GMFG is a member of the actin-depolymerizing factor homology (ADF-H) family with actin depolymerizing activity [
7]. Recent studies indicate that GMFG mediated depolymerization differs from that of other ADF-H members such as cofilin [
10]. GMFG does not bind directly to actin, rather it interacts with Arp2/3 complex members which can induce debranching of actin filaments. Interestingly, while GMFG reduces the rate of actin filament assembly, the distribution and absolute amount of F-actin ultimately produced during in vitro assays is unaltered in the absence of GMFG (data not shown). These observations raise the possibility that GMFG may be required for the transition from branched actin networks at the leading edge to more filamentous structures that are at immediately proximal to the leading edge of migrating cells. These filaments may provide the cytoskeletal architecture for interaction with integrins through integrin associated actin binding proteins. Such interactions could also regulate integrin activation and distribution to generate the adhesion required for cell movement.
Several GMFG interaction partners have been identified to date. GMFG was identified in immunoprecipitates of Arp2/3 complexes in Hela cells that were overexpressing GMFG [
7]. Subsequently, several groups confirmed the interaction of murine, yeast or dictyostelium GMFs and the Arp2/3 complex using purified proteins [
9,
10]. WAVE2 was also co-precipitated with Myc tagged GMFG in dHL60 [
5]. However it is unclear if the latter interaction relates to cell motility rather than chemotaxis as these results were obtained with cells that had not been treated with exogenous chemokine.

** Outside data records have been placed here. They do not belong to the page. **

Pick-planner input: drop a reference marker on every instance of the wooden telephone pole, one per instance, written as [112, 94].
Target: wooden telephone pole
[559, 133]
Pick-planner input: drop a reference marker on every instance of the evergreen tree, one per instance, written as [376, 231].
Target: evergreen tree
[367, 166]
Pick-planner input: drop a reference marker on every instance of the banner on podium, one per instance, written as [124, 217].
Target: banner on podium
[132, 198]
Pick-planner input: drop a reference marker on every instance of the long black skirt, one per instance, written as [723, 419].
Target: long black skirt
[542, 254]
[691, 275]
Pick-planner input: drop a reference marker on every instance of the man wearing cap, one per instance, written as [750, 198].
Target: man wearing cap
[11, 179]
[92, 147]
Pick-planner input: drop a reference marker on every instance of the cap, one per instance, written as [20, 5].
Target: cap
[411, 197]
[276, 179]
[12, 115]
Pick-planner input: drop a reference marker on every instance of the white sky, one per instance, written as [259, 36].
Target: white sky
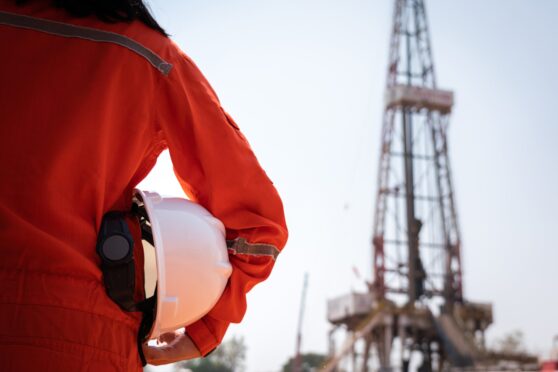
[304, 80]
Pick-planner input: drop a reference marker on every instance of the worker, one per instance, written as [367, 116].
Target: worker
[91, 92]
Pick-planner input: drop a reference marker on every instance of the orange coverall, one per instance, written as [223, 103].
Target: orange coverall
[85, 109]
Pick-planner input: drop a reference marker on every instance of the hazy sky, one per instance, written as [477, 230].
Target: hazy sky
[304, 80]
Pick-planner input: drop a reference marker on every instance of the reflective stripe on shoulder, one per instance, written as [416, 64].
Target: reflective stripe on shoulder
[241, 246]
[87, 33]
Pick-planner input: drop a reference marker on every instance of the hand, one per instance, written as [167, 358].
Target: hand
[177, 347]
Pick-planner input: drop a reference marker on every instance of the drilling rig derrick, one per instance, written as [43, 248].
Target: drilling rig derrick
[416, 296]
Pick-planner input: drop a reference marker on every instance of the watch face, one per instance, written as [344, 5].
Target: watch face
[115, 248]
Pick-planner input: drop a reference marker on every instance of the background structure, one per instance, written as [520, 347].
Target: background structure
[305, 82]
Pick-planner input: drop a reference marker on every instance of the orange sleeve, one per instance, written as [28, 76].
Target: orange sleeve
[217, 168]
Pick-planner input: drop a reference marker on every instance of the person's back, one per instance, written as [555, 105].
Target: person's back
[85, 110]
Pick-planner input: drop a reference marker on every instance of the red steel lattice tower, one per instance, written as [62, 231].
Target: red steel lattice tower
[416, 236]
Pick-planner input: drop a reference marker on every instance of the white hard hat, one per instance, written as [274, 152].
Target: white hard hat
[192, 260]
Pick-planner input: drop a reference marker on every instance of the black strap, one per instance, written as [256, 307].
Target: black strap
[118, 276]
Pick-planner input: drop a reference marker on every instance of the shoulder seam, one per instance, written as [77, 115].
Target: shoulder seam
[87, 33]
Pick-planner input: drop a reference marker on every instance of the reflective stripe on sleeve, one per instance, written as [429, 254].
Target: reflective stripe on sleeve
[87, 33]
[241, 246]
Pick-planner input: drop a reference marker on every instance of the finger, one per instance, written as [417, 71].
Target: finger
[182, 348]
[167, 337]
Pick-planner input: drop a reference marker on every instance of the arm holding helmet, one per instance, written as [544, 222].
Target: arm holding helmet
[217, 168]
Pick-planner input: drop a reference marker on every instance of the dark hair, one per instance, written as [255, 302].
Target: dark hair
[109, 11]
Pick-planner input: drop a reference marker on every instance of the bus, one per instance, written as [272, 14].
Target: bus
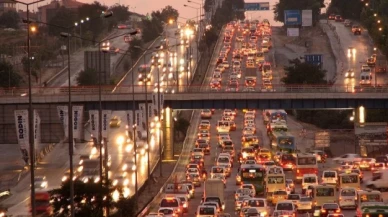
[282, 141]
[276, 126]
[252, 174]
[323, 194]
[271, 116]
[144, 73]
[305, 164]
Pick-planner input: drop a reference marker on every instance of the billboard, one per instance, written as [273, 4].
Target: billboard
[293, 32]
[307, 17]
[292, 17]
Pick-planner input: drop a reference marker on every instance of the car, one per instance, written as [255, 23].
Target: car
[40, 182]
[206, 114]
[347, 158]
[120, 180]
[305, 204]
[338, 18]
[347, 23]
[349, 73]
[356, 30]
[66, 176]
[115, 122]
[167, 212]
[329, 208]
[153, 214]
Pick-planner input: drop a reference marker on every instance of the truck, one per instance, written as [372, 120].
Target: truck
[250, 77]
[42, 203]
[214, 191]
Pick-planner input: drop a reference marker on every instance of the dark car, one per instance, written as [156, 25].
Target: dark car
[338, 18]
[329, 208]
[381, 161]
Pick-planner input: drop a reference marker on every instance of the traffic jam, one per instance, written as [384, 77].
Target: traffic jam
[231, 171]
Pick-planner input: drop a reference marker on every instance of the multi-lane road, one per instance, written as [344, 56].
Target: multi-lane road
[294, 128]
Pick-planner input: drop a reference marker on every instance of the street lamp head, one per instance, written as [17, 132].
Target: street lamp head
[65, 34]
[107, 14]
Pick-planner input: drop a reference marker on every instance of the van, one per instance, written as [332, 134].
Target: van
[348, 198]
[379, 180]
[171, 202]
[329, 177]
[206, 211]
[308, 179]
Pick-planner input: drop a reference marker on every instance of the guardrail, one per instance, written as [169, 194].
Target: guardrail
[107, 90]
[146, 209]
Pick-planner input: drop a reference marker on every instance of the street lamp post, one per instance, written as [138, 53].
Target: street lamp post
[70, 125]
[30, 112]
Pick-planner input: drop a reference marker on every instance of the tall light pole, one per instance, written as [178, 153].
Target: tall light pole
[70, 127]
[30, 112]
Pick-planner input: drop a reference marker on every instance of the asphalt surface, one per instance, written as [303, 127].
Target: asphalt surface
[294, 127]
[77, 60]
[364, 49]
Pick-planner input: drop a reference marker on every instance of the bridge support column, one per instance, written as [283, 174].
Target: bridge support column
[168, 134]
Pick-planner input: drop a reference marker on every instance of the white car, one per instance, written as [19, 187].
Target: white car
[347, 158]
[251, 188]
[40, 182]
[167, 212]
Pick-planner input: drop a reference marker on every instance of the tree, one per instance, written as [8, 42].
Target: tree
[8, 76]
[63, 17]
[121, 14]
[152, 28]
[168, 13]
[303, 73]
[282, 5]
[10, 19]
[95, 26]
[133, 48]
[87, 77]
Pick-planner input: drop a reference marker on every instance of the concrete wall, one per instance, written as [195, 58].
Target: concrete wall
[51, 129]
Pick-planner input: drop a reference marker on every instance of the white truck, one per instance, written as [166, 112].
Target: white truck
[214, 191]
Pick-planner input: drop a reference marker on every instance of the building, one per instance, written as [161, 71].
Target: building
[7, 5]
[46, 12]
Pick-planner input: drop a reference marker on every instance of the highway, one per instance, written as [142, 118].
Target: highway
[77, 60]
[294, 127]
[363, 47]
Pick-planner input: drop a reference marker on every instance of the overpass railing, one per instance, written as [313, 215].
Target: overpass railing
[93, 90]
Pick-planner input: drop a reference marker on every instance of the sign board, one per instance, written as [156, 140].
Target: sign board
[292, 17]
[307, 17]
[256, 6]
[293, 32]
[322, 139]
[315, 59]
[370, 128]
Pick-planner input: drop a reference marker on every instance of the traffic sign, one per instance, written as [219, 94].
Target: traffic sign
[292, 17]
[315, 59]
[256, 6]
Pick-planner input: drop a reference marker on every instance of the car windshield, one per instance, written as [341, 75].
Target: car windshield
[284, 206]
[330, 206]
[348, 192]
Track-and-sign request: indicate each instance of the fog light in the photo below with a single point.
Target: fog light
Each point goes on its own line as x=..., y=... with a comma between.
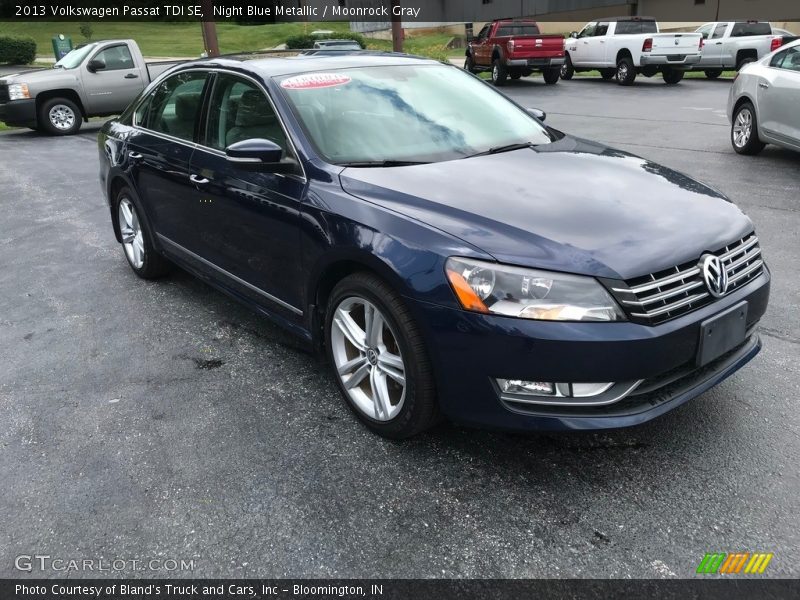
x=531, y=388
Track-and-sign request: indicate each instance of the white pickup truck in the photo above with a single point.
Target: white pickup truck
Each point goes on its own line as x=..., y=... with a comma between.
x=95, y=80
x=627, y=46
x=733, y=44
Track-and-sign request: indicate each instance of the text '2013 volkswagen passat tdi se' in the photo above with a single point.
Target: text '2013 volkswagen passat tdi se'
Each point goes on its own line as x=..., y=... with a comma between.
x=452, y=255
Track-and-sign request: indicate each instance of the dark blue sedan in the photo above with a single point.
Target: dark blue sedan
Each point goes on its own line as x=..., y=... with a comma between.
x=452, y=255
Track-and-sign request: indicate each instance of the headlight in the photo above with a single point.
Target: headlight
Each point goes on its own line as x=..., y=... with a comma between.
x=528, y=293
x=18, y=91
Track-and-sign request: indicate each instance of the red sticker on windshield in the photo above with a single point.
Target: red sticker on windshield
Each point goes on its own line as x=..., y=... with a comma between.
x=314, y=81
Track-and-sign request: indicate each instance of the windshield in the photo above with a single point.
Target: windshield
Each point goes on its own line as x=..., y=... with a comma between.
x=407, y=113
x=74, y=57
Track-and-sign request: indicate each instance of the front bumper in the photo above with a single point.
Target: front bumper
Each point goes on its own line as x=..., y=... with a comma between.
x=470, y=350
x=19, y=112
x=670, y=60
x=535, y=63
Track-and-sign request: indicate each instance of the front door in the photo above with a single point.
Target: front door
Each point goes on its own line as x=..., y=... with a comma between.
x=248, y=220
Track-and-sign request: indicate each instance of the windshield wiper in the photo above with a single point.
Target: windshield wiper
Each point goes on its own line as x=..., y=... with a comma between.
x=506, y=148
x=383, y=163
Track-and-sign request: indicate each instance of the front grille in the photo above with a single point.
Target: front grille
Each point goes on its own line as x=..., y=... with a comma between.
x=667, y=294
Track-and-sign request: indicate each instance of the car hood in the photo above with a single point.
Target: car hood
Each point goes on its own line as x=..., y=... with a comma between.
x=572, y=205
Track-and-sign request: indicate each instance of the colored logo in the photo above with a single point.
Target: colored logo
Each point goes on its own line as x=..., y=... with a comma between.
x=735, y=563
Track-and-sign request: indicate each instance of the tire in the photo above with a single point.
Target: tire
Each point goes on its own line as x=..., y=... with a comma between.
x=567, y=70
x=744, y=130
x=551, y=76
x=672, y=76
x=140, y=253
x=499, y=73
x=398, y=411
x=469, y=64
x=59, y=116
x=626, y=72
x=607, y=74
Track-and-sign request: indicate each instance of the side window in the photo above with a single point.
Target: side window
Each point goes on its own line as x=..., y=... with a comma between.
x=588, y=31
x=115, y=58
x=705, y=30
x=719, y=31
x=175, y=105
x=240, y=111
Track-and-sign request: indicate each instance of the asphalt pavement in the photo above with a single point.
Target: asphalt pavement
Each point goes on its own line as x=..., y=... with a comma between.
x=162, y=420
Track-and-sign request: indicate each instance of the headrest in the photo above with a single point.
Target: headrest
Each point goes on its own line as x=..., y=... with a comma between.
x=186, y=106
x=253, y=110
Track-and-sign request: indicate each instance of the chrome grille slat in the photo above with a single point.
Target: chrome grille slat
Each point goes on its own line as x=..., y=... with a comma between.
x=670, y=293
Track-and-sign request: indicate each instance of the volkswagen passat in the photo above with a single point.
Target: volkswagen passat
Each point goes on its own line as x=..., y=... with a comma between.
x=452, y=255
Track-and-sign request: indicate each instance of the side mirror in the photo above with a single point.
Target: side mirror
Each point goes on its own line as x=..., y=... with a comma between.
x=258, y=154
x=538, y=113
x=96, y=65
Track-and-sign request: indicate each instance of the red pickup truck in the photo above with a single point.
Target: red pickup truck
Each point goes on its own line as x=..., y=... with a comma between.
x=515, y=48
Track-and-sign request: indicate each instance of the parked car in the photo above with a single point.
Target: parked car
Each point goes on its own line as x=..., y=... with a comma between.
x=762, y=102
x=515, y=48
x=94, y=80
x=623, y=47
x=733, y=44
x=413, y=221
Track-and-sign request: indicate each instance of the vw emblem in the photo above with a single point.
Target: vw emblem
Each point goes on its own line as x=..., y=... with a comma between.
x=715, y=275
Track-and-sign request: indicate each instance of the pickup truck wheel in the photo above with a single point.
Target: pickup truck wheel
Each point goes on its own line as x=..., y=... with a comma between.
x=567, y=70
x=626, y=72
x=499, y=73
x=672, y=76
x=59, y=116
x=137, y=241
x=551, y=76
x=744, y=131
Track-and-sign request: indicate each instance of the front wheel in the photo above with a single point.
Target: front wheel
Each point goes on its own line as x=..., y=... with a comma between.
x=744, y=131
x=499, y=73
x=551, y=76
x=567, y=70
x=59, y=116
x=672, y=76
x=379, y=358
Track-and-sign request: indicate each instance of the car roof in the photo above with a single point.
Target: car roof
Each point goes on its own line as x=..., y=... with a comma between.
x=288, y=64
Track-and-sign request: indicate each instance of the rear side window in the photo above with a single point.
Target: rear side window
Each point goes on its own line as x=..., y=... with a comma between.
x=175, y=105
x=745, y=29
x=627, y=27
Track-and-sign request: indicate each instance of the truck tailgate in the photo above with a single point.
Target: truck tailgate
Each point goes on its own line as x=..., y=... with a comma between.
x=675, y=43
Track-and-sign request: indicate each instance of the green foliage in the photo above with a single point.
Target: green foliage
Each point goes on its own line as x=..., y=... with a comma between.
x=17, y=51
x=296, y=42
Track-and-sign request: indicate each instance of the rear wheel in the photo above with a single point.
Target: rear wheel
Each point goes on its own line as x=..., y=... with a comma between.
x=607, y=74
x=499, y=73
x=672, y=76
x=379, y=358
x=626, y=72
x=744, y=131
x=551, y=76
x=567, y=70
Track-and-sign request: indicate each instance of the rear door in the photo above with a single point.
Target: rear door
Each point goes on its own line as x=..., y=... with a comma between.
x=111, y=89
x=159, y=152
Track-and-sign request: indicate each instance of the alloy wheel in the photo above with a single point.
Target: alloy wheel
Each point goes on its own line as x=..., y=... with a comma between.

The present studies demonstrated a role for GMFG in the control of T cell adhesion and its subsequent effects on cell migration in stably transduced lymphocyte lines and short term IL2 dependent peripheral blood T cells. The loss of GMFG has also been shown to decrease the chemotactic responses of both PMN and differentiated HL60 cells [
5]. The phosphorylation levels of p21 activated kinases (PAK 1 or PAK 2) and p38 MAPK were also found to be decreased following fMLF or CXCL8 stimulation of dHL60 cells. PAK1/2 plays multiple roles in the regional regulation of actin dynamics and myosin function [
17]. The strength of focal adhesions can be regulated by Pak1/2 activity as inhibition of either the activity or expression of Pak1/2 results in increased numbers of nascent long lived adhesions. The net effect of these alterations is a reduction in cellular migration. Additionally, the conformation of α5β1 integrin is known to switch from low to high affinity in focal adhesions [
18]. Hence the increased proportion of activated β1 integrin observed on GMFG-KD cells would be consistent with a Pak1/2 mediated increase in the number of focal adhesions. An intriguing possibility is that GMFG alters cytoskeletal organization which impacts on the frequency and properties of integrin contacts with the extracellular matrix. The strength of α5β1 binding can be enhanced by cytoskeletal tension forces generated by myosin II [
19], and it is conceivable that GMFG could be involved in the regulation of force generation by its effects on the cytoskeleton. The observed changes in the integrin expression patterns and activity may be a reflection of architectural changes that accompany the shifts in motility induced by GMFG loss. These are points for future examination which could provide new insights as to the regulation of lymphocyte adhesion.